ところが驚くべきことに、Rubyの世界では1は数ではないのである。

嘘だと思うならirbを立ち上げて、次のようにしてみるといい。

$ irb
>> 1.next
=> 2

あなたは今、1にnextというメッセージを送った。そうしたら1は2という答えを返したのだ。つまり、Rubyの世界で1は数以上のものであり、メッセージに返答する「何か」である。

Rubyの世界でそれは「オブジェクト」と呼ばれている。

1はメッセージに反応するオブジェクトである。

しかしここで一つの疑問が湧いてくる。それならば今、1が返した2というのは何なのか。数なのかそれともオブジェクトなのか。

この疑問にもirbが答えてくれる。

>> 1.next.next
=> 3

1からの返答に、さらにnextというメッセージを送ってみる。つまり1.nextで返される2にメッセージを送ってみると、果たして3が返ってきた。そう、1から返答された2もやはりオブジェクトだったのだ。

疑い深いあなたはこれだけでは納得しないかも知れない。そしてirbで、きっと次のように入力するのだろう..

>> 1.next.next.next.next.next.next.next.next.next.next.next.next.next.next.next.next.next.next.next.next.next.next.next.next.next.next.next.next.next.next.next.next.next.next.next.next.next.next.next.next.next.next.next.next.next.next.next.next.next.next.next.next.next.next.next.next.next.next.next.next.next.next.next.next.next.next.next.next.next.next.next.next.next.next.next.next.next.next.next.next.next.next.next.next.next.next.next.next.next.next.next.next.next.next.next.next.next.next.next
=> 100

納得した?

そうRubyの世界では入り口も出口も、そのすべてがオブジェクトなのである。

さて、1がオブジェクトならnext以外のどんなメッセージに反応するのかが気になるところだ。Rubyではその答えも1に聞けばいい。
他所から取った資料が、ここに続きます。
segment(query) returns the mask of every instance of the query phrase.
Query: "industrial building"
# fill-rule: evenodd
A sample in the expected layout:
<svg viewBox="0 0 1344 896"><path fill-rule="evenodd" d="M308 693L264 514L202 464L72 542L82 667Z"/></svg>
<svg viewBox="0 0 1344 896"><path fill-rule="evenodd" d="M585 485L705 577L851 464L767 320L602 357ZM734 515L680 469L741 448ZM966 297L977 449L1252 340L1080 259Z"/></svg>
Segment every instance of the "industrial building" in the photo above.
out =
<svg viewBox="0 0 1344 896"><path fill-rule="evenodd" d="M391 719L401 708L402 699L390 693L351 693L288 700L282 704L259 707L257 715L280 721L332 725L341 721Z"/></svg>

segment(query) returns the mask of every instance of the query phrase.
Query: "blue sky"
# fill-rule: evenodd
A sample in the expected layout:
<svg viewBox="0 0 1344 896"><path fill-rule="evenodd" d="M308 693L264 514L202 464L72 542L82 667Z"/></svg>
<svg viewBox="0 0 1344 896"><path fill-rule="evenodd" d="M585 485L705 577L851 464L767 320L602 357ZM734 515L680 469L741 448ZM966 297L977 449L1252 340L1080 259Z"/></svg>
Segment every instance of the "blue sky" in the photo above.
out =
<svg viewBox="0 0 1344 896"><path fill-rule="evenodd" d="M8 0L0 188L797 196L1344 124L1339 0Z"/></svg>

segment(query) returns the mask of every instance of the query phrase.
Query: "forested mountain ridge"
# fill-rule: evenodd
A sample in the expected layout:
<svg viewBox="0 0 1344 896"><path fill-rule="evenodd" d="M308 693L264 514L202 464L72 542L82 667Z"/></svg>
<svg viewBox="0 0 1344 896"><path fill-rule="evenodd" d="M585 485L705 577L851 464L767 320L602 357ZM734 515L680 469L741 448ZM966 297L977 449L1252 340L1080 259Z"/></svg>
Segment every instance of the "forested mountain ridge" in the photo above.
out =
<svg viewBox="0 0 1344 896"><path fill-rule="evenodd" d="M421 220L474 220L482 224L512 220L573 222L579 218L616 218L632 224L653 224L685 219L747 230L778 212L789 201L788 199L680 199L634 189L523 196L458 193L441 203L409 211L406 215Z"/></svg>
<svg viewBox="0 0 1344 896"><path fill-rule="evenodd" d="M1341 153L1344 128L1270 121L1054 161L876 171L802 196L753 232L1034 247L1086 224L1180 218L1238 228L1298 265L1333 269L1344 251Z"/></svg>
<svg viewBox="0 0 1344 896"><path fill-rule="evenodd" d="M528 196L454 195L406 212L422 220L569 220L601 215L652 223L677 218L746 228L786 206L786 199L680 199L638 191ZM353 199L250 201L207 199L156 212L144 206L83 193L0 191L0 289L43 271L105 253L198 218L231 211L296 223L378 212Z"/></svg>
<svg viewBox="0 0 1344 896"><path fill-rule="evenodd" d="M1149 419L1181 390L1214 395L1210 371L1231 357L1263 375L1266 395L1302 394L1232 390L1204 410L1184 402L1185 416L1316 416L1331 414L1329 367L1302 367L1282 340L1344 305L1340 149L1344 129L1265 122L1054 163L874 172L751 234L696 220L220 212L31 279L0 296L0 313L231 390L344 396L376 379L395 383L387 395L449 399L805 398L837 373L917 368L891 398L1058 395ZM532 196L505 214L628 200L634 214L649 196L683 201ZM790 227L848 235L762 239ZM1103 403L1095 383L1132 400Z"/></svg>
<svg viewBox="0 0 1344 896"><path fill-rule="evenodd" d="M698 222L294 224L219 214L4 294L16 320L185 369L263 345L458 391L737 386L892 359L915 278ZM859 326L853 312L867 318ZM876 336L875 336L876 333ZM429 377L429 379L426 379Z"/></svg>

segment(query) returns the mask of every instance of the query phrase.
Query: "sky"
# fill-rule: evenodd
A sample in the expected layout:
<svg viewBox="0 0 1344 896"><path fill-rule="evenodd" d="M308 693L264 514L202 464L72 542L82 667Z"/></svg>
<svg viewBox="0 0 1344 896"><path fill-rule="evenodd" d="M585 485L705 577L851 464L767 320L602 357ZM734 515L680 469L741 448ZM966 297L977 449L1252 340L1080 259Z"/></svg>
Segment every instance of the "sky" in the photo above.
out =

methodsというメッセージを1に送ってみよう。

>> 1.methods
=> [:to_s, :-@, :+, :-, :*, :/, :div, :%, :modulo, :divmod, :fdiv, :**, :abs, :magnitude, :==, :===, :<=>, :>, :>=, :<, :<=, :~, :&, :|, :^, :[], :<<, :>>, :to_f, :size, :zero?, :odd?, :even?, :succ, :integer?, :upto, :downto, :times, :next, :pred, :chr, :ord, :to_i, :to_int, :floor, :ceil, :truncate, :round, :gcd, :lcm, :gcdlcm, :numerator, :denominator, :to_r, :rationalize, :singleton_method_added, :coerce, :i, :+@, :eql?, :quo, :remainder, :real?, :nonzero?, :step, :to_c, :real, :imaginary, :imag, :abs2, :arg, :angle, :phase, :rectangular, :rect, :polar, :conjugate, :conj, :between?, :nil?, :=~, :!~, :hash, :class, :singleton_class, :clone, :dup, :initialize_dup, :initialize_clone, :taint, :tainted?, :untaint, :untrust, :untrusted?, :trust, :freeze, :frozen?, :inspect, :methods, :singleton_methods, :protected_methods, :private_methods, :public_methods, :instance_variables, :instance_variable_get, :instance_variable_set, :instance_variable_defined?, :instance_of?, :kind_of?, :is_a?, :tap, :send, :public_send, :respond_to?, :respond_to_missing?, :extend, :display, :method, :public_method, :define_singleton_method, :__id__, :object_id, :to_enum, :enum_for, :equal?, :!, :!=, :instance_eval, :instance_exec, :__send__]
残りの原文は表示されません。